Un an après les attentats qui ont fait 16 morts à Barcelone et Cambrils, l’Espagne a rendu hommage vendredi aux victimes, sans toutefois mettre de côté les divisions sur l’indépendance de la Catalogne. Une banderole contre le roi d’Espagne Felipe VI a notamment été déployée.

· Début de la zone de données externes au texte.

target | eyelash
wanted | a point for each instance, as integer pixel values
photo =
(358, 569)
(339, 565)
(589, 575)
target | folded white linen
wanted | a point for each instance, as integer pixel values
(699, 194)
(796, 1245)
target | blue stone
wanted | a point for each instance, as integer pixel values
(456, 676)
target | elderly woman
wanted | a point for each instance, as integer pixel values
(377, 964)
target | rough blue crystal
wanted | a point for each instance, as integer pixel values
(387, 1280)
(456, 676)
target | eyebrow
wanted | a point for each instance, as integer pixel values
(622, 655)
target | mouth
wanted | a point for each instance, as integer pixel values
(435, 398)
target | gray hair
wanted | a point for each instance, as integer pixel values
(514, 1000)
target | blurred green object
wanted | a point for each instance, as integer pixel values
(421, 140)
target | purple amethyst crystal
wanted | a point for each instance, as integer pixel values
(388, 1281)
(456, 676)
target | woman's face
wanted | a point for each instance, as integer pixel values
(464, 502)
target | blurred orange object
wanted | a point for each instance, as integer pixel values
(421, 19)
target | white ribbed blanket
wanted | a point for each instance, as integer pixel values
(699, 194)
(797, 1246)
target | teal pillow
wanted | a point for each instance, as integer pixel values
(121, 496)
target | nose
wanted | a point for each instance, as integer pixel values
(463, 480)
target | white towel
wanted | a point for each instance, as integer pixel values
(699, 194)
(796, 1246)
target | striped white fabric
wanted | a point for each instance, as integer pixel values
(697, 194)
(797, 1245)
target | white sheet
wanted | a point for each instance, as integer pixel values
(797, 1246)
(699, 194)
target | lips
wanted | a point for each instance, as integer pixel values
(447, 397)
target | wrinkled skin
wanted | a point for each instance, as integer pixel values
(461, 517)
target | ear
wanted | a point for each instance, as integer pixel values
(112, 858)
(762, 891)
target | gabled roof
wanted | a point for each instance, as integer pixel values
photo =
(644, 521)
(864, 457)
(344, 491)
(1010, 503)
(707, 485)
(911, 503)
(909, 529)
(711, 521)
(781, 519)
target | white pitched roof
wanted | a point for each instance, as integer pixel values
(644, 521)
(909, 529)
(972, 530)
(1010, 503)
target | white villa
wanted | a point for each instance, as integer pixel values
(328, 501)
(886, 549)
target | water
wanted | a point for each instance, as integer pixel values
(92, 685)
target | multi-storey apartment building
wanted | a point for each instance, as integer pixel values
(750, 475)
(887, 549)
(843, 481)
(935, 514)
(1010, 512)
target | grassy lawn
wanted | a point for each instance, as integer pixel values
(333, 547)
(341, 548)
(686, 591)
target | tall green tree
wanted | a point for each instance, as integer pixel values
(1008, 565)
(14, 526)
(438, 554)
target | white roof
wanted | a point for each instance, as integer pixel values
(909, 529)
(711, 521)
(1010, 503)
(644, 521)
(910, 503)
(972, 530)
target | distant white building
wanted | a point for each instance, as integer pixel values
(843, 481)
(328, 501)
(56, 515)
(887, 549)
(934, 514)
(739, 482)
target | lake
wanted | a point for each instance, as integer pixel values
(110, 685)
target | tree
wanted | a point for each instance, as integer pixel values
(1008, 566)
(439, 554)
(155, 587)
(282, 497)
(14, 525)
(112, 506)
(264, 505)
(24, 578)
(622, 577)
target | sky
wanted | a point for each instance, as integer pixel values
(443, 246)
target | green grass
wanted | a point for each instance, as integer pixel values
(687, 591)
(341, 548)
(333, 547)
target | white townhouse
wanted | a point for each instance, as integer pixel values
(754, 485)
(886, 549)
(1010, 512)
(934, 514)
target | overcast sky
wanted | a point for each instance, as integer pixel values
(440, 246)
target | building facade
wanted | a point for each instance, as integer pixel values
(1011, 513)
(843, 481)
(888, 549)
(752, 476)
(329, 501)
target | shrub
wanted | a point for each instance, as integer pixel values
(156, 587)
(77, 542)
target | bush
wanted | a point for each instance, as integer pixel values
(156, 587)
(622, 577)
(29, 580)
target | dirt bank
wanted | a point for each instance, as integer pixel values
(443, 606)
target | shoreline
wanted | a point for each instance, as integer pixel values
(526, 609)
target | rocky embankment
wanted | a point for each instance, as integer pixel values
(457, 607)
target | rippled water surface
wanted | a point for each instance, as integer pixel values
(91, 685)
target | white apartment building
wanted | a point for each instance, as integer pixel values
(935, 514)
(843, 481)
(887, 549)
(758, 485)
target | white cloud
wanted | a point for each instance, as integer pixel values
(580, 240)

Les proches des victimes avaient réclamé une « trêve » dans le conflit politique autour de la tentative de sécession d’octobre dernier, qui avait rapidement éclipsé l’immense émoi provoqué dans le pays par ces attaques. Mais sur l’emblématique avenue des Ramblas de Barcelone, où un jihadiste a foncé il y a un an dans la foule, une banderole réclamant la libération des leaders catalans incarcérés pour leur rôle dans la vaine déclaration d’indépendance a été déployée. « Sans eux, cette cérémonie est une supercherie », y était-il écrit. Sous cette banderole, les familles des victimes ont déposé des fleurs sur la mosaïque de l’artiste barcelonais Joan Miró au centre de la célèbre avenue.
Une banderole contre le roi d’Espagne Felipe VI a par ailleurs été déployée sur un immeuble de la place de Catalogne, où s’est déroulée la cérémonie d’hommage en présence des principales autorités du pays dont le souverain, sa femme la reine Letizia et le chef du gouvernement Pedro Sanchez. « Le roi d’Espagne n’est pas le bienvenu dans les pays catalans », affirmait en anglais cette banderole à côté d’un portrait la tête en bas du monarque, qui avait déjà été hué l’an dernier lors de la manifestation ayant suivi les attentats.
« Vive le Roi », ont crié en réponse des partisans de l’unité de l’Espagne lors de l’arrivée du monarque. Durant l’hommage sobre et sans discours, un poème de John Donne a été lu dans les langues des victimes et des chansons comme Imagine de John Lennon ont été jouées. Afin de ne pas se retrouver aux côtés du souverain, persona non grata pour les séparatistes depuis son discours très ferme contre eux en octobre, des associations indépendantistes ont organisé vendredi des hommages parallèles aux victimes. Dans ce climat, Pedro Sanchez a insisté dans un tweet sur la nécessité « d’unité de toute la société espagnole » qui « nous rend forts face au terrorisme et à la barbarie ».
Équipée meurtrière
Le 17 août 2017, à 16h30, Younes Abouyaaqoub, Marocain de 22 ans, s’est lancé sur les Ramblas au volant d’une camionnette, tuant 14 personnes dont un Australien de 7 ans et un Espagnol de 3 ans, et en blessant une centaine d’autres. « J’ai eu beaucoup de chance car je suis parti une demi-heure avant mais ma mère était encore là et elle est toujours très affectée », a témoigné vendredi Fidel Poles, un des nombreux fleuristes des Ramblas, âgé de 33 ans. « Comme le monsieur du fleuriste d’en face. Il a vu une femme mourir et c’est toujours très dur pour lui ».
Fuyant ensuite dans une voiture dont il tua le conducteur, Abouyaaqoub fut abattu par la police après quatre jours de cavale, non loin de Barcelone. Quelques heures après l’attaque sur les Ramblas, cinq de ses complices l’ont imité dans la nuit du 17 au 18 août en fauchant des passants dans la station balnéaire de Cambrils, au sud de Barcelone, avant de les attaquer au couteau et de poignarder à mort une femme. Un jihadiste « m’a laissé le couteau planté dans le visage, à quinze centimètres de profondeur », a raconté jeudi Ruben Guiñazu, un Argentin de 55 ans. « Il m’a taillé les amygdales, les carotides, les cordes vocales, la langue… (…) J’ai cru que j’allais mourir ».
Ce double attentat a été revendiqué par Daech. Mais les enquêteurs ont cherché en vain jusqu’à présent des liens entre la cellule née à Ripoll au pied des Pyrénées catalanes, où un imam a radicalisé une dizaine de jeunes d’origine marocaine, et des responsables à l’étranger. Passés à l’acte dans l’improvisation après l’explosion accidentelle d’une villa où ils confectionnaient des explosifs, dans laquelle l’imam est mort, ces jihadistes se préparaient pour un attentat de bien plus grande envergure avec comme cibles potentielles, selon les enquêteurs, la basilique de la Sagrada Familia, le Camp Nou, stade du FC Barcelone, ou même la tour Eiffel.